ROANOKE TIMES

                         Roanoke Times
                 Copyright (c) 1995, Landmark Communications, Inc.

DATE: FRIDAY, February 28, 1992                   TAG: 9202280091
SECTION: BUSINESS                    PAGE: B4   EDITION: METRO 
SOURCE: Associated Press
DATELINE: CHICAGO                                LENGTH: Medium


AT 95, BROKER'S REALLY GOOD AT THE LONG VIEW

The oldest investment advice is still the best, says stockbroker Walter Tintner. He ought to know - he's 95.

Take a long-term view, buy blue chip stocks, reduce risk as you age. Tintner has been dispensing and following his advice for more than 70 years at what is now Shearson Lehman Brothers Inc.

Tintner also has taken a long view on his life. He said he never gave a thought to another career after landing a job with Shearson Hamill & Co. in 1916 as a runner at the Chicago Board of Trade for $6 a week.

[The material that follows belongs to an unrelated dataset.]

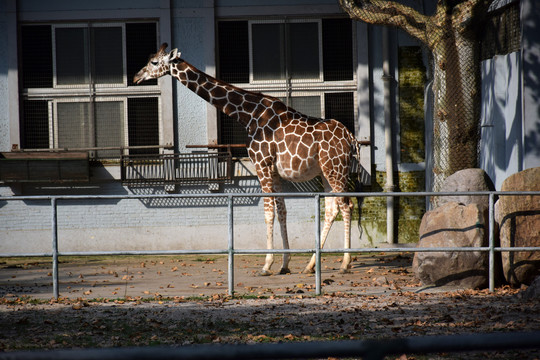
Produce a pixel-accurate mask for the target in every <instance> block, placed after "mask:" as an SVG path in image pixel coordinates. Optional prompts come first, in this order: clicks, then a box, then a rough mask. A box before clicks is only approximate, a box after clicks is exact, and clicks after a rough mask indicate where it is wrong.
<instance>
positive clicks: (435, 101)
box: [339, 0, 493, 191]
mask: <svg viewBox="0 0 540 360" xmlns="http://www.w3.org/2000/svg"><path fill="white" fill-rule="evenodd" d="M339 1H340V5H341V7H342V8H343V9H344V10H345V11H346V12H347V13H348V14H349V16H350V17H351V18H352V19H355V20H360V21H364V22H367V23H370V24H377V25H387V26H394V27H397V28H400V29H402V30H404V31H405V32H407V33H408V34H409V35H411V36H413V37H415V38H416V39H418V40H420V41H421V42H422V43H423V44H424V45H426V46H427V47H428V48H429V49H430V50H431V54H432V60H433V67H432V69H433V95H434V96H433V98H434V112H433V119H432V121H433V163H434V166H433V175H434V182H433V190H434V191H437V190H439V189H440V187H441V184H442V182H443V181H444V179H446V178H447V177H448V176H450V175H452V174H453V173H454V172H456V171H458V170H461V169H466V168H472V167H477V166H478V142H479V134H480V131H479V125H480V56H479V54H480V43H479V42H478V41H477V39H476V34H477V33H478V31H477V30H479V27H478V25H479V24H481V23H482V21H483V17H484V15H485V13H486V11H487V9H488V7H489V5H490V4H491V3H492V2H493V0H461V1H460V0H456V1H447V0H439V1H438V4H437V8H436V11H435V14H433V15H431V16H427V15H424V14H421V13H418V12H417V11H416V10H414V9H413V8H410V7H408V6H406V5H403V4H401V3H399V2H397V1H387V0H339ZM449 3H451V4H449ZM479 31H481V29H480V30H479ZM425 120H426V121H430V119H425Z"/></svg>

Seven years later, after earning a Northwestern University business degree in night school, Tintner moved into the vice presidential ranks at Shearson.

Company bylaws mandated he retire from management at 65, but he stayed on as a broker.

"I work because I think that if you retire, you become an old man quicker," he said.

So the wiry, 5-foot-6 broker arrives at his downtown office each weekday at 6:45 a.m. and leaves at 4 p.m.

"I just follow the news each day and give a thought to what I think the market might do," he said.

During the great economic boom of the 1980s, Tintner said, many investors bought into a fantasy of making an overnight killing in the stock market.

"That doesn't happen," he said. "The only ones who can make money quickly are the rich, because they have a lot to start with. Instead of buying 100 shares of stock they'll buy 2,000 shares."

Steady investment in proven stocks is the key to solid returns over time, Tintner said.

"General Motors is more or less a dull stock, but if you bought General Motors years ago and still have it, you've made a hell of a lot of money and you'll make more money," he said. "They'll be around long after you and I are gone."